We see the same thing on social media where people share posts that make a point they want to make without ever taking the time to see if the information they are sharing is factually correct.
And unfortunately, that same “post truth” culture even impacts the way that those who call themselves Christians live their lives. According to a recent Barna Group study, 57% of Americans believe that knowing what is right or wrong is a matter of personal experience and, as one would expect, the numbers are much higher among younger generations. But even more disturbing is the fact that 41% of practicing Christians agree that truth is a matter of personal experience rather than absolute truth. So it’s not surprising that 91% of all Americans and 76% of practicing Christians agree that “the best way to find yourself is by looking within yourself.”

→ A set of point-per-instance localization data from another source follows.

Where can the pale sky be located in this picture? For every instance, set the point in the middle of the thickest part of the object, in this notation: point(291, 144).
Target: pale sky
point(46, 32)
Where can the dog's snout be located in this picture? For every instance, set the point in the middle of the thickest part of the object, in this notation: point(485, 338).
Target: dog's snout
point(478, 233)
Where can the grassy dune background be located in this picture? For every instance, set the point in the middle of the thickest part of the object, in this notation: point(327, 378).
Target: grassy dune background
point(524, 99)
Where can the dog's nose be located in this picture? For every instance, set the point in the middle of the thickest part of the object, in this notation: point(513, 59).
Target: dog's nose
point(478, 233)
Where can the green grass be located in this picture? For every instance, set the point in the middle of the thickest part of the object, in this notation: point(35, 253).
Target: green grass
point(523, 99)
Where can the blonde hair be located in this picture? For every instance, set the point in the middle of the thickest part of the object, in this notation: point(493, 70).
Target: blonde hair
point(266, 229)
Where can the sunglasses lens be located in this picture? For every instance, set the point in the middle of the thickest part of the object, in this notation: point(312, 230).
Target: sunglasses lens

For nine weeks now we’ve been taking a look at some conversations that Jesus had with mostly ordinary people just like us. And each week, we’ve developed a “gospel takeaway” from those conversations. And if some of the statistics I’ve just cited are true, and I have no reason to think they are not, then it’s likely that some of you here this morning view those gospel takeaways kind of like items on a menu that you are free to either accept or reject based on your own personal tastes. But in this last message of this series, we’re going to see that is not the case at all. There is only one truth and our gospel takeaways from the last 8 weeks are merely aspects of that truth. So you must either choose to embrace that truth as a whole or you are actually rejecting the truth. And as we’ll see this morning, your eternal destiny rests on what you do with the truth.
Today’s passage is longer than most we’ve looked at in this series, but it’s really important that we read it all at one time because while some of the details in this conversation are important, it is the story as a whole that is most valuable to us.
[Read John 18:28-19:16]
In addition to Pilate and Jesus, there are also some other important characters in the account that I just want to mention briefly:
• First, there are the Jewish religious leaders who accompany Jesus to Pilate’s headquarters. They refuse to enter because they believe that would make them unclean and therefore they would be unable to eat the Passover meal later that day. What is so hypocritical about that is that these same men have no problem at all bringing false charges against an innocent man in order to protect their own power. They are so blinded spiritually that they don’t even consider that is a lot more defiling than entering the home of a Gentile.
• The second character is a robber named Barabbas, a man whose name means “son of the father”. What is interesting about Barabbas is that he actually represents all of us in three significant ways:
1) He was guilty and deserved to die.
2) He did nothing to earn his pardon
3) Jesus died in his place
• Third were the soldiers who mocked and flogged Jesus.
We’re going to see that, just like Pilate, all three of these people or groups of people reject the truth.
That brings us to Pilate. To me, the gospel accounts make him out to be a sympathetic character who is thrown into a situation he really wants nothing to do with. While that is probably true to an extent, historical records paint a different story.
Pilate was a native of Seville, Spain and after serving in the Roman army, he returned to Rome where he married the granddaughter of the Emperor Augustus. That proved to be a shrewd political move that earned his appointment as procurator of Judea, a post he held to a little over a decade. During that time, he was anti-Semitic to the core a fact that was confirmed by three major confrontations he had with the Jews during his reign.